Today Sam Sifton delivers a real spanking to Xiao Ye, Eddie Huang's small but brash Lower East Side Taiwanese joint, awarding it a goose egg. Why pick on such a small, relatively insignificant in the grand scheme of things late night eats type of place? It sounds like it's because he wanted so badly for it to be good. And Huang's outsized personality probably had something to do with it as well:
...if Mr. Huang spent even a third of the time cooking that he does writing funny blog posts and wry Twitter updates, posting hip-hop videos and responding to Internet friends, rivals, critics and customers, Xiao Ye might be one of the more interesting restaurants to open in New York City in the last few months.
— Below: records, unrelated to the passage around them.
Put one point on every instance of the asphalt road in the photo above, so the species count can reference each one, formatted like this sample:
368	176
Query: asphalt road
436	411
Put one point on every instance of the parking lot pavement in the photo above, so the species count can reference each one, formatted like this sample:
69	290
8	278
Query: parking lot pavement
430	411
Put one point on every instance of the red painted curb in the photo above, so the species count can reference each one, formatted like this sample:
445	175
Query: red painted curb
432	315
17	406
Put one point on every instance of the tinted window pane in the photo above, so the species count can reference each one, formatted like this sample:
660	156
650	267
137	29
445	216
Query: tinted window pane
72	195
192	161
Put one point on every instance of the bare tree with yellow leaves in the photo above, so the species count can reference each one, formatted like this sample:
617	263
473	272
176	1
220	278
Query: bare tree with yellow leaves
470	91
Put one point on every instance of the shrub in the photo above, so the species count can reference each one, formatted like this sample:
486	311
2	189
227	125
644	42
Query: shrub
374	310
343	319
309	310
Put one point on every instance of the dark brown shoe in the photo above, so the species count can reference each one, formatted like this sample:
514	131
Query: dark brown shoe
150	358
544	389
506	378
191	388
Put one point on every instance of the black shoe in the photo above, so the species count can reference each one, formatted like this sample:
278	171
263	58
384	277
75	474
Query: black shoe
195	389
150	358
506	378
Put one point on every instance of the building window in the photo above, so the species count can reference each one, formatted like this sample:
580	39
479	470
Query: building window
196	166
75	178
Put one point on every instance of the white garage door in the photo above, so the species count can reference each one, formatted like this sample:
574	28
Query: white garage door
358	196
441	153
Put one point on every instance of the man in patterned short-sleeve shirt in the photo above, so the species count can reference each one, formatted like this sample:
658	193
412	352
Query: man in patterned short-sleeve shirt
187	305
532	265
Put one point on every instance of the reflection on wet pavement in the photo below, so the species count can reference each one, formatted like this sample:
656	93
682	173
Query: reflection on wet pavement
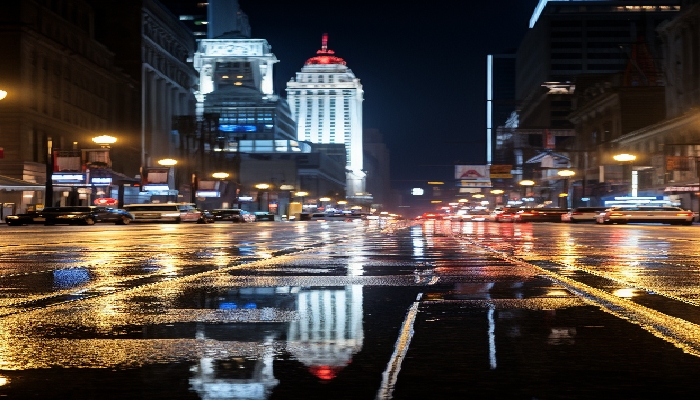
350	312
As it stands, though, Xiao Ye is an artful misfire: the sort of place that, as Mr. Huang sadly appears to desire it to be, is really only best when the customers are a little drunk, a little high, maybe both and in any event extremely hungry...Xiao Ye could almost be the right place to eat right now.
He loves the dumplings, some of the noodles, the Taiwanese pork on rice, the Hainan chicken with rice, the General Tso-style prawns. Then comes the hammer drop. The steamed cabbage is "a school-lunch nightmare that is hard to shake," braised beef ribs "might have been made by your college roommate in a borrowed Crock-Pot one night." He calls the dishes dishonest and "more calculated, more desperate and far less interesting" than their counterparts at Huang's sister restaurant BaoHaus, concluding " Xiao Ye is a bummer." [NYT]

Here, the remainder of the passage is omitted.